これが、あたしの彼氏です。【完】
その後、午後の授業が終わり、あっという間に放課後を迎えた。
「じゃああたし部活行ってくるから、後でおいでね」
「うん。分かった」
教室でバイバイと手を振って、そこで由希とは別れた。丁度いい時間になったらサッカー部の場所まで行こうと決めて、あたしは暇つぶしにポケットに入っていた携帯を取りだした。
「…はあ」
……矢沢君は、もう帰っただろうか。なんて、そんなどうでも良い事を考えながら、あたしはひたすら時間が過ぎて行くのを待った。
それから何とか暇な時間を過ごし、丁度部活が終わるであろう時間に運動場へと向かった。運動場をグルリと見渡すと、一番奥で汗水流して頑張っているサッカー部の姿が目に入って来る。
マネージャーの由希の姿は見つける事が出来なかったけれど、その変わりにサッカー部で頑張っている、あの久瀬先輩の姿を見つけることは出来た。
「うわぁ…、凄い」
やっぱり久瀬先輩はかっこいいなあ。なんて思いながら、あたしは楽しそうにボールを追いかける久瀬先輩を、うっとりとした目でずっと見つめた。

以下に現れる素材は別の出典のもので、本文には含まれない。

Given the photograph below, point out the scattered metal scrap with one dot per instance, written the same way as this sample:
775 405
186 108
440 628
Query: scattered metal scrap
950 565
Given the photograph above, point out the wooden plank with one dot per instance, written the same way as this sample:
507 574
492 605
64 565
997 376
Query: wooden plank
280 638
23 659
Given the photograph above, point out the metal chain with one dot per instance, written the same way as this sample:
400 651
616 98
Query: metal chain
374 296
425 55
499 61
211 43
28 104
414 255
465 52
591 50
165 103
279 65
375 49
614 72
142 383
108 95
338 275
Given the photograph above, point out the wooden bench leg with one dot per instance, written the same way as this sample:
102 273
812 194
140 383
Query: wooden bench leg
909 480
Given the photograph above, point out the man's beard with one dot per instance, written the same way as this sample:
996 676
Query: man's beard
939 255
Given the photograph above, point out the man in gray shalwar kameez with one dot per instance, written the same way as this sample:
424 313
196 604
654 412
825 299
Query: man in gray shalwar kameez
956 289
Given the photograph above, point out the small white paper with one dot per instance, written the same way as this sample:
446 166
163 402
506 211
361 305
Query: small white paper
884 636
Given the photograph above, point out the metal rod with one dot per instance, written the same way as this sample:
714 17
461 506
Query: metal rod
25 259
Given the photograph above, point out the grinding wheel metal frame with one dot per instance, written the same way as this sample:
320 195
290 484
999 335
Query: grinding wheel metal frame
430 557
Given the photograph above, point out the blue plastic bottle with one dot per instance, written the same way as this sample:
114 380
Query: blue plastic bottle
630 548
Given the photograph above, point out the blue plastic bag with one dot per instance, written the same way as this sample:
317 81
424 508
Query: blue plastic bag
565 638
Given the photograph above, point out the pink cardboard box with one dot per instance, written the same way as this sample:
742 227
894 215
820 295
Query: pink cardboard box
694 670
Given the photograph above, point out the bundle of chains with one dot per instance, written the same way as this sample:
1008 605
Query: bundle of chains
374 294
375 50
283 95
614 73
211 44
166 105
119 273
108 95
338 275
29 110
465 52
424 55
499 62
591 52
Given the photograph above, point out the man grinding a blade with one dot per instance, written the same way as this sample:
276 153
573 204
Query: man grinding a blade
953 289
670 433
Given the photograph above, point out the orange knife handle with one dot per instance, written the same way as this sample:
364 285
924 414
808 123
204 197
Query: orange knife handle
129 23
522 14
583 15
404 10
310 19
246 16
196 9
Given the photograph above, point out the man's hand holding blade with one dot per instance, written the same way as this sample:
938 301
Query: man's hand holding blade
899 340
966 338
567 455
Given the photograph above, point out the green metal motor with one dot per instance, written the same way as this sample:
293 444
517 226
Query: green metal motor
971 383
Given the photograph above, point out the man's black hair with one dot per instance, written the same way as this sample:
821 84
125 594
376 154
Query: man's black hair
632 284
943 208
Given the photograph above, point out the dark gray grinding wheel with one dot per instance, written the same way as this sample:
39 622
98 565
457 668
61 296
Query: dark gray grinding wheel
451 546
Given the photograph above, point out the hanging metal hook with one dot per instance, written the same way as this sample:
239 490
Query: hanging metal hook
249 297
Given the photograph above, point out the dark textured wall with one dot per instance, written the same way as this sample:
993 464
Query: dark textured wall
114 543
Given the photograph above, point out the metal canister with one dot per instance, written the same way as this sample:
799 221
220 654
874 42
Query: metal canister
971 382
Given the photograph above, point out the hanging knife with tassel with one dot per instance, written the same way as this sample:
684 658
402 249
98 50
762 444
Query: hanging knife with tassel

大好きな久瀬先輩を見て、心臓をドクドクと大きく震わせていると――、
「あれ、東雲さん居るじゃん、こんなところでなにしてるのー?」
「………!」
今日の昼休み、あたしに声を掛けて来たあの同じクラスのギャル達が、ニヤニヤとした顔つきで、スタスタとこっちに足を進めてきた。